Setelah melewati stasiun karbonasi kami berjalan menuju stasiun selanjutnya yaitu stasiun penguapan. Seperti area pertama, stasiun pengupana juga berupa aula luas yang berisi mesin-mesin besar. Bedanya mesinnya berada di atas sehingga kita perlu mendongakkan kepala untuk melihat.
Setelahnya kami naik tangga ke atas menuju Stasiun Ketelan. Di dalam stasiun Ketelan ini terdapat banyak sekali stand-stand yang menjual pernak-pernik untuk oleh-oleh. Semua yang merupakan hasil kerajinan tangan dan camilan khas Solo.

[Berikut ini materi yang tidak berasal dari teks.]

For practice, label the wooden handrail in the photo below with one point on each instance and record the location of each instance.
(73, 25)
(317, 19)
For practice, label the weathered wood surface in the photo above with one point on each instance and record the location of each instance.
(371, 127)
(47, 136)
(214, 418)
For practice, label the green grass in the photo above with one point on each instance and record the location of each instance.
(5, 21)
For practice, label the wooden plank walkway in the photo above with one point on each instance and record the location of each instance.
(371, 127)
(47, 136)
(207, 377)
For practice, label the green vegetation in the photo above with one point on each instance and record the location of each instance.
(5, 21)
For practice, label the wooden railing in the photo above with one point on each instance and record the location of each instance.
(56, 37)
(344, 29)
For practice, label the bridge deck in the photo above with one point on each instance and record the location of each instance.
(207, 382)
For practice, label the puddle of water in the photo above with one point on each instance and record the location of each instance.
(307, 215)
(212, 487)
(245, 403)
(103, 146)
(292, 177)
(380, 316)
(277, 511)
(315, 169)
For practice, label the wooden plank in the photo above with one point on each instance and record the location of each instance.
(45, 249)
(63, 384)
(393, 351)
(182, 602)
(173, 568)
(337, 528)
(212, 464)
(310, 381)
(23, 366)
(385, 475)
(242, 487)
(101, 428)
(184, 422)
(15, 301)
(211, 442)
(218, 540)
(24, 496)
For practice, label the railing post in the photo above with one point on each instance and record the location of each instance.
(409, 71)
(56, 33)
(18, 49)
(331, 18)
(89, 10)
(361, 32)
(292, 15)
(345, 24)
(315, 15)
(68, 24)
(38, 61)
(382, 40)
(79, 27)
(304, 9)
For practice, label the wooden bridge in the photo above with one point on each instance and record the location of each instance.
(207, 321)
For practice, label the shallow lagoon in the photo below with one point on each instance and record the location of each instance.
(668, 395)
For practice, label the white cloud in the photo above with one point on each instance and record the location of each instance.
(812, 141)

Selain itu terdapat sebuah caffe yang aestentic di sini. Tempat yang nyaman untuk beristirahat sejenak dan meminum kopi setelah lelah berjalan memutari museum. Stasiun ketelan merupakan stasiun terakhir yang ada di museum ini.
Lokasi De Tjolomadoe
Pabrik gula yang telah dirombak menjadi museum ini berada di daerah karanganyar, tepatnya di Jalan Adi Sucipto No 1, Paulan Wetan, Malangjiwan, Kecamatan Colomandu, Kabupaten Karanganyar. Tidak susah untuk menemukan bangunan besar ini karena di depannya terpampang tulisan besar De Tjolomadoe.
Tiket Masuk De Tjolomadoe
Tempat penjualan tiket masuk terpisah dari gedung museum. Loket pembelian tiket berada di sebrang pintu masuk gedung. Berupa bangunan kecil di area taman, dibelakang tulisan besar De Tjolomadoe.
Harga tiket masuk ke Museum De Tjolomadoe ini tidaklah mahal, hanya Rp 25.000 saja. Tak hanya itu kalian juga akan mendapatkan vocer minuman dan snack saat masuk. Vocer tersebut bisa kalian tukarkan di booth yang berada di Stasiun Ketelan.